Speaking to Wccftech, Karol Severin, Senior Analyst and Product Manager at MIDiA Research, gave some interesting insights into the negatives of Xbox keeping Activision Blizzard titles exclusive to their platform. One argument made is that Xbox will essentially cut off a huge portion of their revenue since a sizeable base of Activision Blizzard players exist on PlayStation, including the Call of Duty community. Severin states that Xbox wouldn’t be wise to push exclusivity unless they risk losing out on a big portion of the market.
Severin’s full statement about Xbox’s acquisition and exclusivity plans reads:
“Given Xbox’s cross-platform and gamer-friendly narrative, the impact is less likely to be about ‘draconian exclusivities’ and more about ‘enhanced experiences’ on Microsoft-owned assets. The big hits, in particular, produce a significant (and often majority) revenue from the Sony side. It wouldn’t be financially sound to turn that revenue off, particularly because given Microsoft’s mega-portfolio (if the acquisition closes), it doesn’t need to. Engaging in hard exclusivity could risk alienating users on the other side, which still remain very valuable. Instead of exclusivity on whole titles, Microsoft can push more softly, e.g. through windowing access (e.g. first month of new CoD only on Xbox, not Sony), discounts, exclusive in-game content, experiences, etc.”

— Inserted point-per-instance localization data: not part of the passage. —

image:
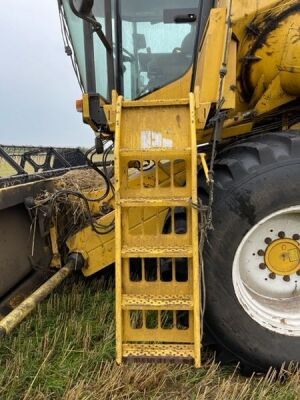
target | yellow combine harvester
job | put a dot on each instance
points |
(200, 101)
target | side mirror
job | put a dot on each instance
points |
(82, 8)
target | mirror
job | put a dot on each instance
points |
(82, 7)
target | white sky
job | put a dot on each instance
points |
(38, 88)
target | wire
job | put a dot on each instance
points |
(68, 43)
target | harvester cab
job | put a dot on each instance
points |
(196, 110)
(132, 47)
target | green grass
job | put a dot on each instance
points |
(66, 351)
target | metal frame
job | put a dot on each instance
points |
(55, 163)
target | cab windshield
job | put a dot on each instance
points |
(152, 44)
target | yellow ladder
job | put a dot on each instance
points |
(157, 262)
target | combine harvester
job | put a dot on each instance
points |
(201, 101)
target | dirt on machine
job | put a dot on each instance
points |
(191, 190)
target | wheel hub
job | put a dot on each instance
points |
(282, 257)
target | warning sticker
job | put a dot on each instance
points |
(152, 140)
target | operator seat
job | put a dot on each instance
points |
(167, 67)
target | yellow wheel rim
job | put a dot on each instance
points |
(283, 257)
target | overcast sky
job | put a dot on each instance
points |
(38, 88)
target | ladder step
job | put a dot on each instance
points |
(157, 252)
(149, 302)
(161, 202)
(169, 352)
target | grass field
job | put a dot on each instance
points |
(66, 351)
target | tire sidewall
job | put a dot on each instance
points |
(236, 210)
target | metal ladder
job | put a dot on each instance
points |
(157, 261)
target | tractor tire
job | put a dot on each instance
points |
(252, 312)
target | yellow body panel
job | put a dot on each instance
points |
(248, 66)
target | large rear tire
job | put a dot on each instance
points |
(252, 311)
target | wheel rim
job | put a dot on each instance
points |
(266, 272)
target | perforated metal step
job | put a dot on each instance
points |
(157, 269)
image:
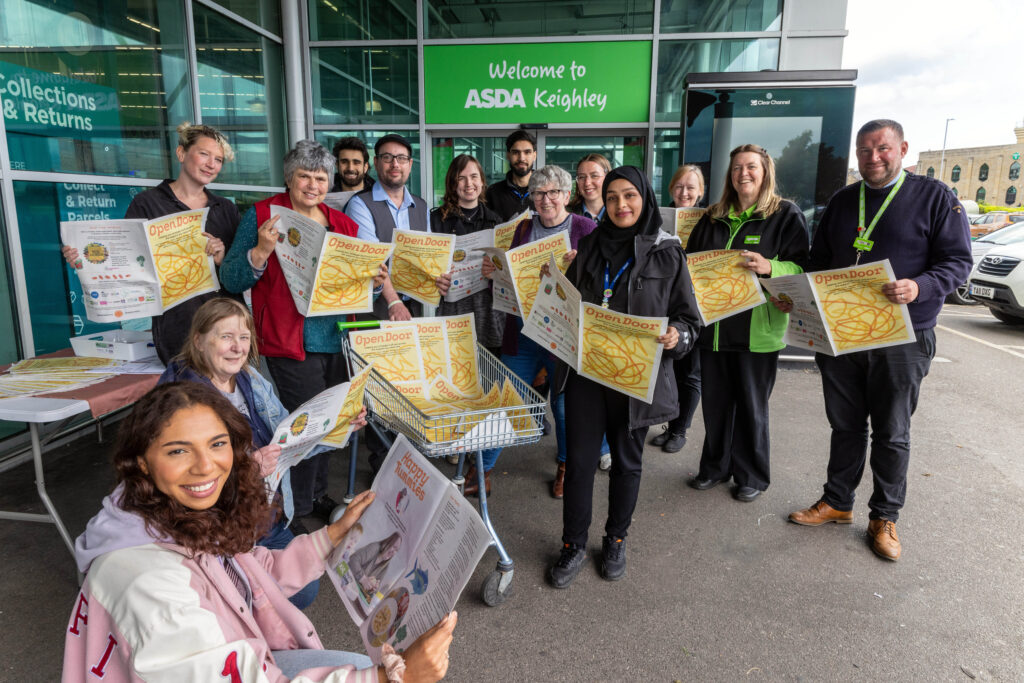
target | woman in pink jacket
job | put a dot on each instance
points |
(175, 587)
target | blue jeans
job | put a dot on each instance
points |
(292, 662)
(276, 539)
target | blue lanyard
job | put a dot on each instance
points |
(606, 294)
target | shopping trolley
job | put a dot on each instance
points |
(459, 433)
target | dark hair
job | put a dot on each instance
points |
(879, 124)
(240, 516)
(392, 137)
(451, 203)
(518, 136)
(351, 142)
(208, 315)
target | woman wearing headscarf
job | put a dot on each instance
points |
(739, 354)
(633, 266)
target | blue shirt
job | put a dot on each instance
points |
(358, 212)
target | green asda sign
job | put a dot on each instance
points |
(538, 83)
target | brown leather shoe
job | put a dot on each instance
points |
(821, 513)
(558, 485)
(885, 543)
(472, 486)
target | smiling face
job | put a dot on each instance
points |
(590, 176)
(747, 174)
(623, 203)
(880, 157)
(203, 161)
(225, 348)
(686, 191)
(190, 459)
(307, 188)
(469, 184)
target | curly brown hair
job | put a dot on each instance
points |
(240, 516)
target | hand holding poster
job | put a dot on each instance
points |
(327, 273)
(554, 321)
(401, 568)
(133, 268)
(722, 286)
(418, 259)
(843, 310)
(621, 351)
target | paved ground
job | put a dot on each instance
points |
(715, 590)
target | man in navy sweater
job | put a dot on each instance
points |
(921, 227)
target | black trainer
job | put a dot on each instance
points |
(567, 566)
(662, 438)
(612, 558)
(324, 506)
(675, 442)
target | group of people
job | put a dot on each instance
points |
(189, 567)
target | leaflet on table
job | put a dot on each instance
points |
(502, 288)
(395, 352)
(524, 265)
(401, 567)
(847, 304)
(339, 201)
(621, 351)
(681, 221)
(505, 231)
(554, 321)
(467, 265)
(723, 287)
(327, 273)
(133, 268)
(419, 258)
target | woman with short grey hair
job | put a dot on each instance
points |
(549, 188)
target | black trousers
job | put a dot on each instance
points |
(591, 412)
(882, 385)
(298, 381)
(687, 371)
(736, 388)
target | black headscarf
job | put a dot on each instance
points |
(615, 243)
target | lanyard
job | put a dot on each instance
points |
(606, 294)
(863, 243)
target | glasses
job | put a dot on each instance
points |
(400, 160)
(549, 195)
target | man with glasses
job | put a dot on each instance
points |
(386, 207)
(510, 197)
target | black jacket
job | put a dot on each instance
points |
(782, 237)
(658, 286)
(507, 200)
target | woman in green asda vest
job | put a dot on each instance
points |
(739, 353)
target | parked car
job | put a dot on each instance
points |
(997, 282)
(1010, 235)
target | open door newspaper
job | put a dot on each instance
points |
(135, 268)
(402, 566)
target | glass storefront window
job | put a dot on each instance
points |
(367, 85)
(361, 19)
(329, 137)
(55, 304)
(264, 13)
(462, 18)
(720, 15)
(98, 93)
(241, 86)
(677, 58)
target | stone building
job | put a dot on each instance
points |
(990, 174)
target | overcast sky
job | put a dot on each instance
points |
(922, 61)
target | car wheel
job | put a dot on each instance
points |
(1007, 317)
(962, 296)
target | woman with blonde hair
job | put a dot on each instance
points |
(739, 354)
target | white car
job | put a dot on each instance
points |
(997, 282)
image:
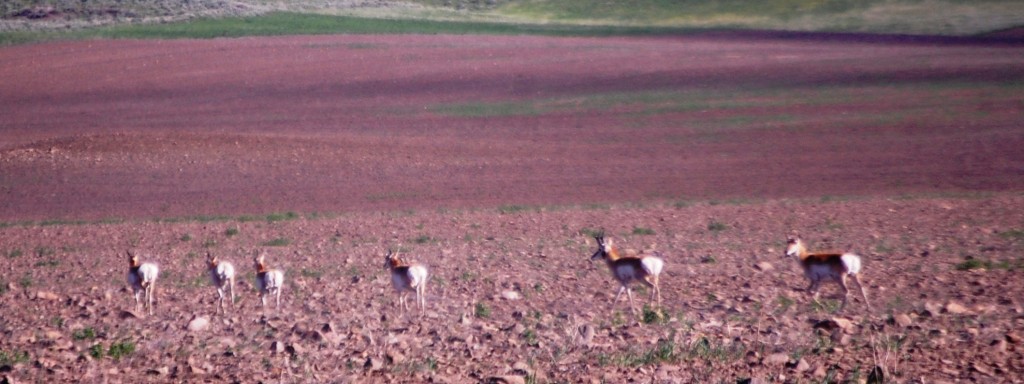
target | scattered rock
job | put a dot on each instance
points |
(45, 295)
(903, 320)
(776, 359)
(955, 308)
(276, 347)
(199, 324)
(373, 364)
(506, 380)
(1014, 337)
(163, 371)
(510, 295)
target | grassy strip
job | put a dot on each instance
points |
(278, 24)
(668, 101)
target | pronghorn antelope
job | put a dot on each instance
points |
(627, 269)
(222, 275)
(821, 265)
(268, 282)
(142, 279)
(408, 276)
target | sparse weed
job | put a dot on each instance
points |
(784, 302)
(591, 232)
(13, 357)
(825, 306)
(652, 315)
(121, 349)
(529, 337)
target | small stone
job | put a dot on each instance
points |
(373, 365)
(510, 295)
(999, 346)
(276, 347)
(802, 366)
(199, 324)
(49, 296)
(395, 357)
(1014, 337)
(903, 320)
(506, 380)
(955, 308)
(163, 371)
(776, 359)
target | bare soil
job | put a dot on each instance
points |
(350, 133)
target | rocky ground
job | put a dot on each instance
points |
(494, 160)
(513, 298)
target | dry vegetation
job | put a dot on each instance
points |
(512, 297)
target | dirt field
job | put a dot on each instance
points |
(493, 160)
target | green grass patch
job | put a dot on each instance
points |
(13, 357)
(280, 24)
(121, 349)
(84, 334)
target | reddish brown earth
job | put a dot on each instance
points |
(141, 129)
(906, 152)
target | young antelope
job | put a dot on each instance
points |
(406, 278)
(142, 279)
(222, 275)
(820, 265)
(268, 282)
(629, 268)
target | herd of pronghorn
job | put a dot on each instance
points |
(412, 276)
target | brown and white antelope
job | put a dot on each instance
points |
(268, 282)
(408, 276)
(222, 275)
(142, 279)
(626, 269)
(832, 265)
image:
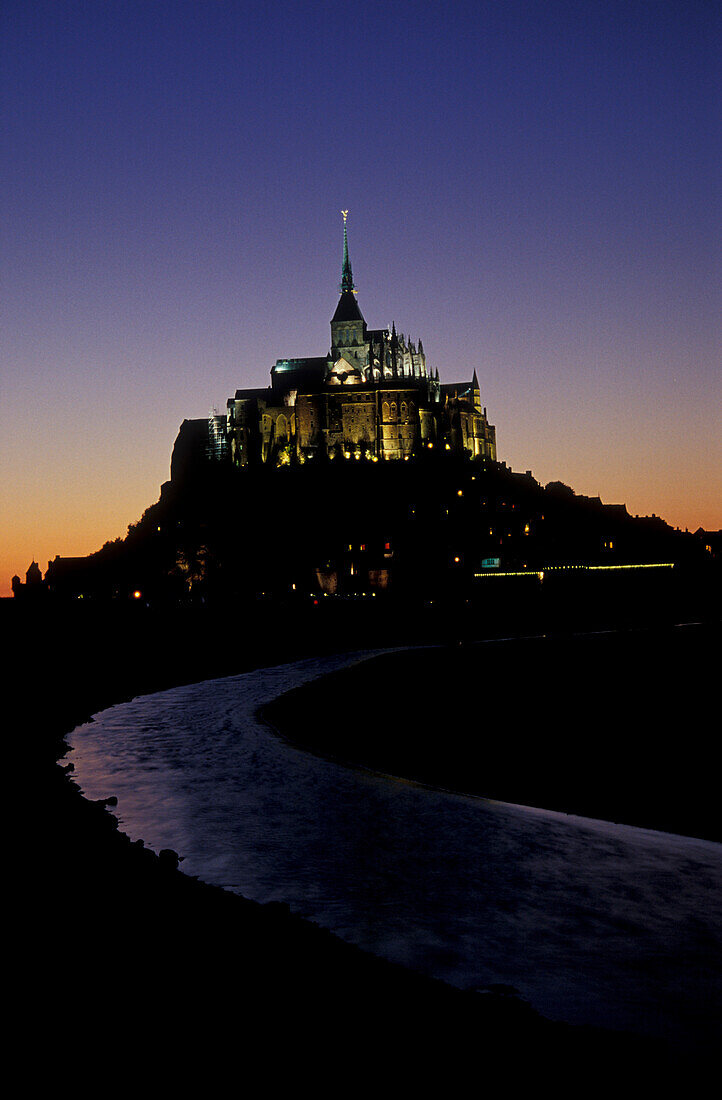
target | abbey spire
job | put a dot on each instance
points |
(347, 277)
(348, 308)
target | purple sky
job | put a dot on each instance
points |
(534, 189)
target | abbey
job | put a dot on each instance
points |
(372, 396)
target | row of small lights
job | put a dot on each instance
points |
(587, 569)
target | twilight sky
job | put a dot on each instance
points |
(533, 186)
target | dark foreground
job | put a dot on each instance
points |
(127, 965)
(610, 725)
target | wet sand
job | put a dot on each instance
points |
(124, 954)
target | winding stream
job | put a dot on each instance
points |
(591, 922)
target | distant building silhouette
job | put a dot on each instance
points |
(372, 396)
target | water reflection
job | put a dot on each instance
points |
(592, 922)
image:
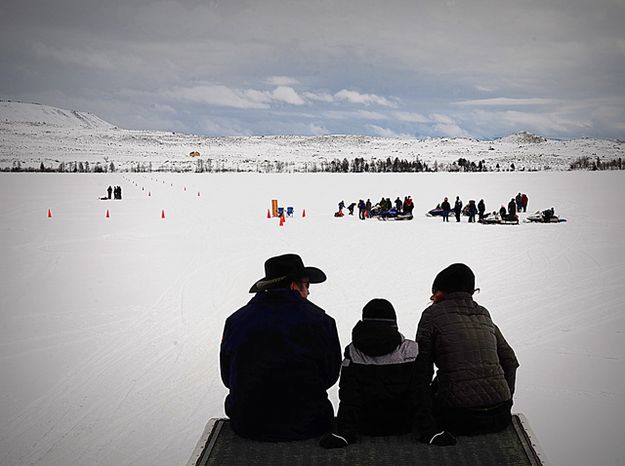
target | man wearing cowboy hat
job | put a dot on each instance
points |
(279, 355)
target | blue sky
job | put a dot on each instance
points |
(481, 69)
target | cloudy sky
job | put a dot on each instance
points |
(479, 68)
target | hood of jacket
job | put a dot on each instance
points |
(376, 337)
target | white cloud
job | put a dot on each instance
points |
(317, 130)
(281, 81)
(365, 99)
(360, 114)
(451, 130)
(504, 102)
(439, 118)
(220, 96)
(319, 97)
(410, 117)
(287, 95)
(386, 132)
(224, 96)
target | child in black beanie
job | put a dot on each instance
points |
(377, 385)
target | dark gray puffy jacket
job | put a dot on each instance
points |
(476, 366)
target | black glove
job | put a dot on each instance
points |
(441, 439)
(331, 440)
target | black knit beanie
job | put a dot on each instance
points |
(379, 308)
(456, 277)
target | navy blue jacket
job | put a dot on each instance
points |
(279, 355)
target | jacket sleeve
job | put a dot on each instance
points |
(332, 354)
(507, 359)
(425, 422)
(350, 398)
(224, 358)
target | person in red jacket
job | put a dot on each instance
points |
(279, 355)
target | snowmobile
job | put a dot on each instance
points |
(436, 212)
(544, 216)
(496, 219)
(393, 214)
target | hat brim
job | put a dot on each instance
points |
(313, 274)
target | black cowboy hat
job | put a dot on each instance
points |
(286, 266)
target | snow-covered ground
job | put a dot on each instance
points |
(32, 134)
(110, 327)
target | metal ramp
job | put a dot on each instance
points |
(515, 446)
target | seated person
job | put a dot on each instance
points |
(376, 389)
(279, 355)
(474, 384)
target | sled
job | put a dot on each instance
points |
(496, 219)
(437, 212)
(538, 217)
(514, 446)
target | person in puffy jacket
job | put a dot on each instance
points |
(476, 368)
(377, 389)
(279, 355)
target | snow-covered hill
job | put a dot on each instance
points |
(33, 134)
(44, 115)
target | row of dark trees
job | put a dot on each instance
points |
(586, 163)
(64, 167)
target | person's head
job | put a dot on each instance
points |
(456, 277)
(379, 309)
(288, 271)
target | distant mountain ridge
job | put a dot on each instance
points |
(35, 135)
(39, 114)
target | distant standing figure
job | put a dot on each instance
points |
(446, 209)
(512, 208)
(399, 204)
(524, 200)
(458, 208)
(408, 206)
(481, 208)
(472, 211)
(351, 208)
(361, 209)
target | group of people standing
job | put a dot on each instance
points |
(116, 192)
(367, 209)
(280, 353)
(516, 204)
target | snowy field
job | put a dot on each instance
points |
(110, 327)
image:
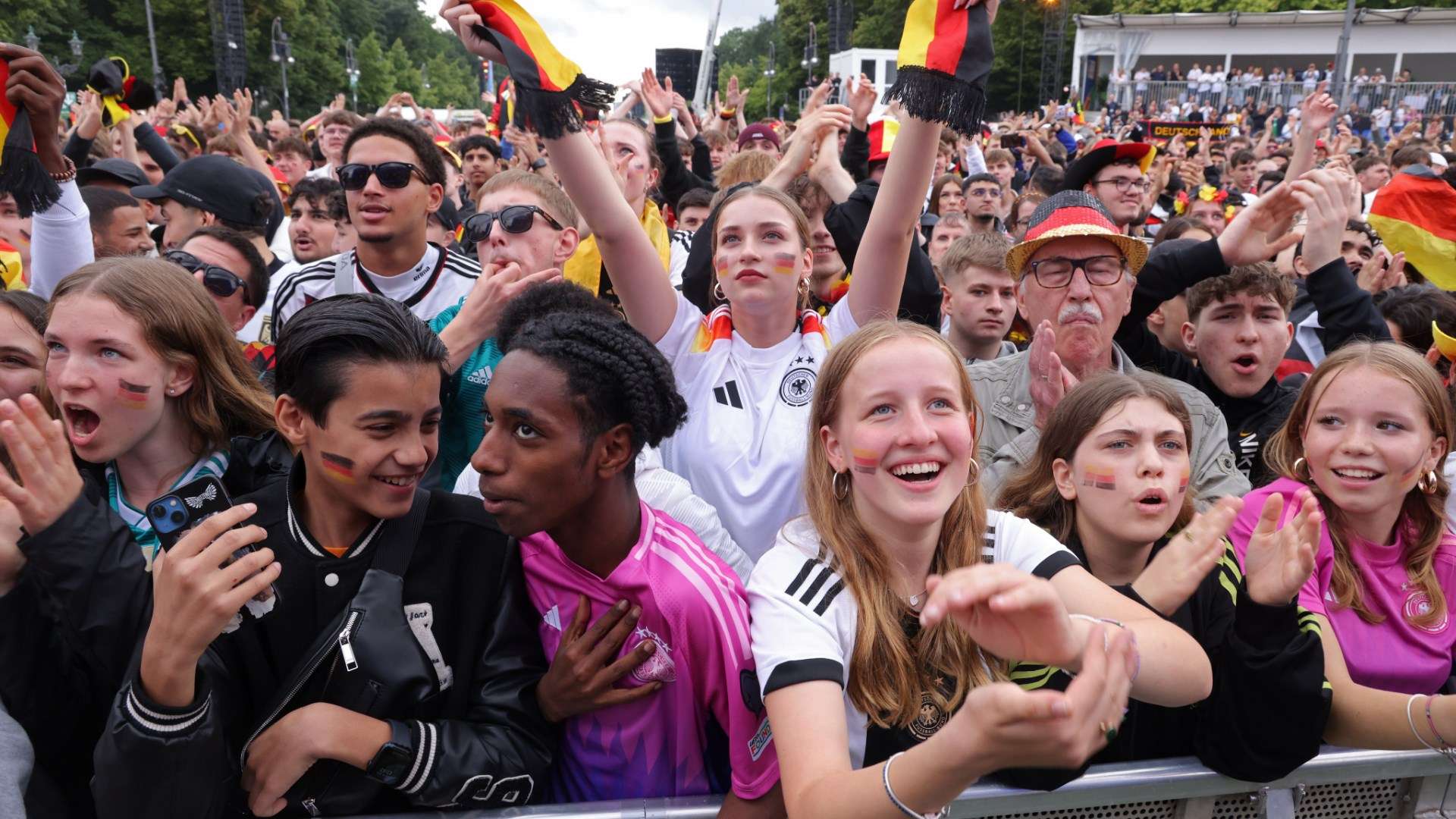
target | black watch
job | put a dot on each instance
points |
(392, 763)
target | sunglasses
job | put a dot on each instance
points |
(218, 280)
(514, 219)
(354, 175)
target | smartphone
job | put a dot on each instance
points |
(178, 512)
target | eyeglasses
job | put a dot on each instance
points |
(354, 175)
(218, 280)
(1056, 273)
(1123, 184)
(514, 219)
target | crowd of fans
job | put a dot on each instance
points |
(388, 464)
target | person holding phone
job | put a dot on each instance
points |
(398, 670)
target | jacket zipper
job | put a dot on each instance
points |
(303, 678)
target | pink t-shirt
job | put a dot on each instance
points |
(695, 608)
(1392, 654)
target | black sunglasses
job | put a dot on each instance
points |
(354, 175)
(514, 219)
(218, 280)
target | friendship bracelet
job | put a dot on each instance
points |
(905, 808)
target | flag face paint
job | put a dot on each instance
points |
(338, 466)
(133, 395)
(1100, 477)
(865, 461)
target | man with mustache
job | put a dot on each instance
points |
(1075, 275)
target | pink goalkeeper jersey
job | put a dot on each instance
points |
(707, 716)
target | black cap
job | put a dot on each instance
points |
(215, 184)
(111, 171)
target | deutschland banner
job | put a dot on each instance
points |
(1413, 216)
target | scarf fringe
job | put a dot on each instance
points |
(937, 96)
(22, 172)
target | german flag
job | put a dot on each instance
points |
(549, 85)
(946, 55)
(12, 271)
(20, 171)
(1413, 216)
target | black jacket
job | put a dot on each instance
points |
(1270, 700)
(443, 648)
(69, 626)
(919, 297)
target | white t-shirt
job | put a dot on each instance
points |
(438, 280)
(804, 620)
(748, 411)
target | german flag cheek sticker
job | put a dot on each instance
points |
(131, 395)
(337, 466)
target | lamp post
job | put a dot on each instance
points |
(34, 44)
(767, 93)
(353, 67)
(281, 55)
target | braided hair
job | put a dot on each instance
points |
(613, 369)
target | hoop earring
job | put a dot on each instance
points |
(1427, 483)
(1301, 463)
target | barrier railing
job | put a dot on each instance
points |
(1340, 783)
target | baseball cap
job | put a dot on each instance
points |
(758, 131)
(215, 184)
(111, 171)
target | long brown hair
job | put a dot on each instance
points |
(1423, 516)
(1031, 493)
(889, 672)
(181, 324)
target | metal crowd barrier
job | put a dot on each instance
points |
(1340, 783)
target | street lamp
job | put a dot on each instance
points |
(767, 93)
(353, 69)
(281, 55)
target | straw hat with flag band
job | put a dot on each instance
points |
(120, 91)
(1074, 213)
(22, 174)
(1104, 153)
(946, 55)
(549, 85)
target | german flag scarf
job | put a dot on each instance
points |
(946, 57)
(549, 85)
(20, 171)
(1413, 215)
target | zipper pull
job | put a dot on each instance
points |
(347, 651)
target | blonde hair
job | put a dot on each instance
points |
(1423, 515)
(1031, 493)
(890, 672)
(181, 324)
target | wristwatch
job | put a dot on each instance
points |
(392, 761)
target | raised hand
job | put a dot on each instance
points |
(1174, 575)
(582, 675)
(1280, 558)
(1008, 613)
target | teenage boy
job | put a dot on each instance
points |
(979, 297)
(398, 668)
(394, 178)
(523, 234)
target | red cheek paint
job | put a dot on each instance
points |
(865, 461)
(1100, 477)
(133, 395)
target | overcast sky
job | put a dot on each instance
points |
(615, 39)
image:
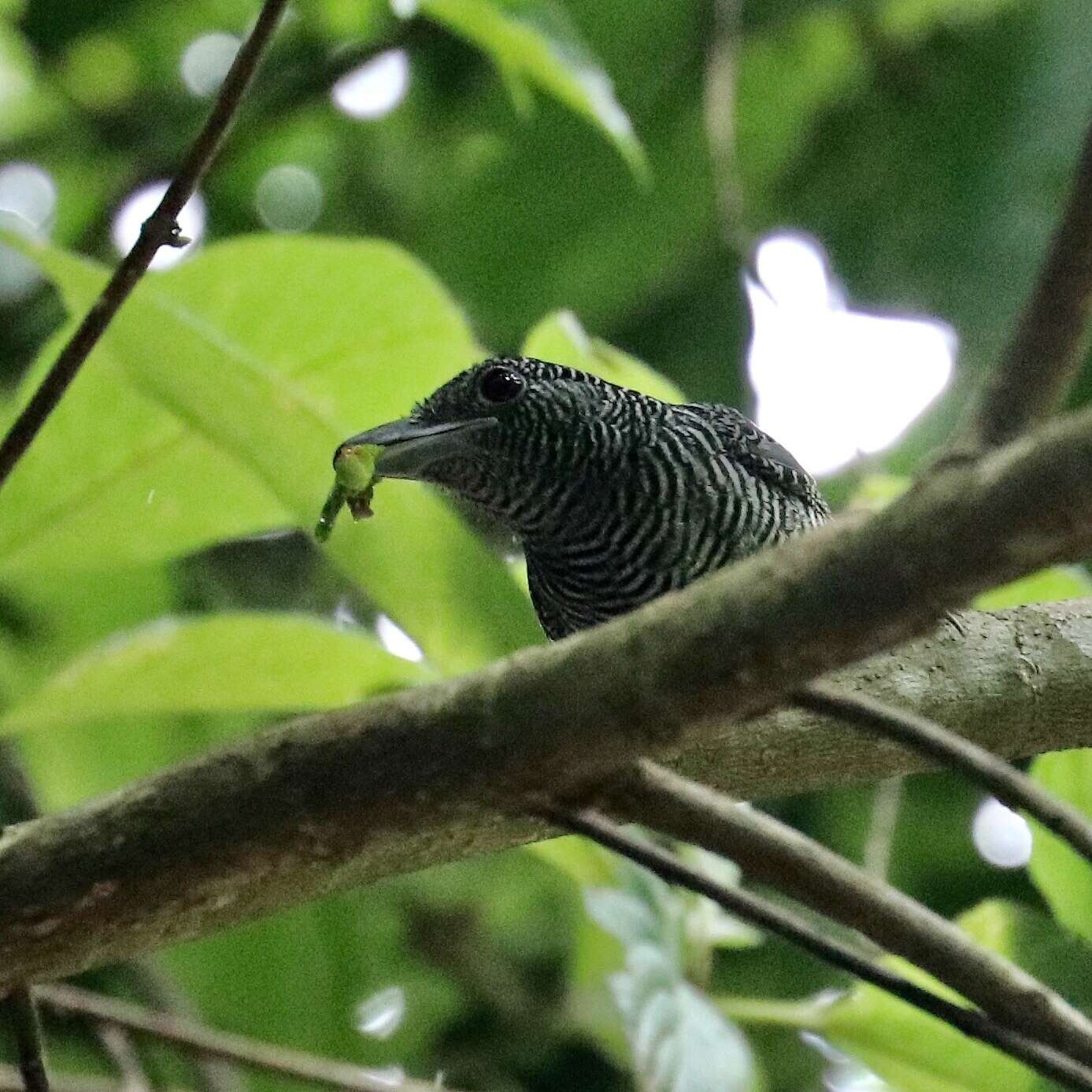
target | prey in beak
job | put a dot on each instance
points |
(402, 449)
(409, 446)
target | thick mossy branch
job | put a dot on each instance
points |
(428, 775)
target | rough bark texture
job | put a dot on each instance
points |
(412, 781)
(426, 776)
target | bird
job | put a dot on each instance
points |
(616, 497)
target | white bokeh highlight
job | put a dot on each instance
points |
(833, 383)
(28, 205)
(205, 61)
(397, 641)
(380, 1016)
(139, 205)
(30, 192)
(374, 89)
(1001, 835)
(288, 198)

When touching upon the possibility of Sony also making acquisitions of their own, Severin stated that more big acquisitions are ‘likely’, though reiterated that Sony doesn’t have the answer to making as big of a purchase as Microsoft:
“A big response would be great for Sony – very important in slowing down the effects of Microsoft’s acquisition (IF it goes through, which Sony will be monitoring closely, I’d imagine). If it does go through, the sheer difference in company size will make it very difficult for Sony ($124 billion market cap) to come up with an acquisition answer comparable to what Microsoft ($2.3 trillion market cap) just announced. A similar dynamic applies to Nintendo at $54bn market cap. Having said that, more acquisitions are likely. M&A reportedly reached $85billion in 2021, three times that of 2020. 2022 almost beat that mark already (we’re at $81.4bn considering Zynga’s deal with Take-Two) and it’s not even the end of January!”
Either way you spin it, this could cause a ripple effect for what is possibly going to become a multi-billion dollar rat race.